Home Health And Wellness Tips 7 Immunity-Boosting Foods To Add To Your Summer Salad

7 Immunity-Boosting Foods To Add To Your Summer Salad

10 min read

It’s the height of summer time in the northern elements of the planet. And, when you’re like most individuals, the very last thing you in all probability really feel like doing is spending hours cooking; a scorching stove or a scorching oven doesn’t essentially mix nicely with a scorching day.

That’s why salads are such a go-to in the summer months. Not only are salads quick, straightforward, and healthy meals, however lots of them require zero cooking—which is a particular selling level through the scorching summer time months.

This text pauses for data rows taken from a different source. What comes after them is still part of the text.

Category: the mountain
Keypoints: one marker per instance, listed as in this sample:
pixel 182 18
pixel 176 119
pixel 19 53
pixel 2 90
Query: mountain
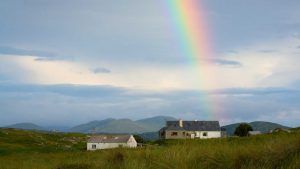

But salads are more than a handy, no-heat summer time meal. Depending on what you set in and in your salad, it’s a meal that can additionally ship some critical immune-boosting benefits—which is more essential this summer time, because the world continues to battle COVID-19, than ever.

“Whole plant foods offer a wide variety of essential vitamins, minerals, and phytochemicals—compounds in plants that work with nutrients and each other to protect our cells and support our body systems,” says sports dietitian Kelly Jones. “Phytochemicals especially support our immunity through antioxidant roles, where they act to protect our cells from damage caused by oxidation, as well as support healthy gut bacteria, which in turn help to regulate immune system function.”

Let’s take a look at seven foods you’ll be able to add to your salad to assist increase your immunity this summer time:


Every salad needs a base. And if you need your salad to deliver immune-boosting benefits, use greens in your base—the darker the better.

“Darker greens contain higher levels of phytochemicals as well as more vitamins A and C, both nutrients that support immune and antioxidant processes,” says Jones. “Spinach also offers more vitamin E than many other lettuces, and vitamin E is an immune nutrient many Americans don’t consume enough of.”

“Kale, mustard greens, collard greens, chard, red leaf lettuce, and watercress are packed with the phytonutrients the immune system needs to optimally function,” says Nichole Dandrea, RDN, founder of Purely Planted. “Green vegetables are rich in folate, as well as phytonutrients, including lutein and zeaxanthin.”


Typically, mushrooms are delicate in taste, making them a versatile ingredient that would work in a lot of salads. But what mushrooms are not delicate in? Immune-boosting benefits.

“Even the most common variety of mushroom—like white, crimini, and Portobello—have been studied for their immune-modulating and enhancing abilities,” says Dandrea. “Additionally, mushrooms may increase an important immune-balancing compound called secretory IgA.”


Lemons, limes, oranges, citrus fruits of all types…all are full of antioxidants, all are rich in vitamin C, and all are good additions to your salad.

“Citrus fruits, in their whole form, are rich in protective antioxidants like vitamin C, which can help to support immunity and make you less susceptible to infections,” says Dandrea. “Oranges make delicious dressings and salad toppers, [and you can] also consider adding lemon and lime juice to salad dressings.”

Red Bell Pepper

If you actually need to get the immunity-boosting benefits of vitamin C, past citrus fruit, there’s a salad topper that’s even better—and that’s pink bell pepper.

“Red peppers have twice as much vitamin C as citrus fruits,” says Dandrea. “They also contain vitamin E and beta-carotene, which also play a role in immunity.”

“Bell peppers…can boost the production of white blood cells that play a key role in ridding the body of unwanted microbes,” says Emily Danckers, RD. That’s all because of the massive dose of vitamin C it delivers.


Walnuts will add a nice crunch to your salad—they usually’ll also add vitamins that can help help healthy immune perform.

“Walnuts…aren’t just delicious on a salad; they also contain vitamin E and omega 3s,” says Danckers. “Vitamin E has been shown to boost immune function by affecting T cells, and omega 3s are anti-inflammatory.”


If you need to add a bit sweetness and a critical quantity of antioxidant power to your salad, sprinkle a handful of berries over your greens.

“All types of berries including strawberries, raspberries, blackberries, and blueberries, are high in phytonutrients and vitamins that can foster a healthy immune system,” says Dandrea. “Blueberries also have a phytonutrient called pterostilbene, which has been shown to fight disease.”


Plants aren’t the only immune-boosting foods you’ll be able to add to your salad. If you need to up the protein—and up the advantages to your immune system—attempt incorporating salmon into your salads.

“Adding salmon as your protein source in salad also means providing a healthy dose of omega-3 DHA, the lively type of this healthy fat that helps the physique interact in proper inflammatory responses,” says Jones. “Salmon is also rich in vitamin D. While it’s best known for its role in bone health, vitamin D has been shown to have antioxidant properties and a direct role in our immune system functions.”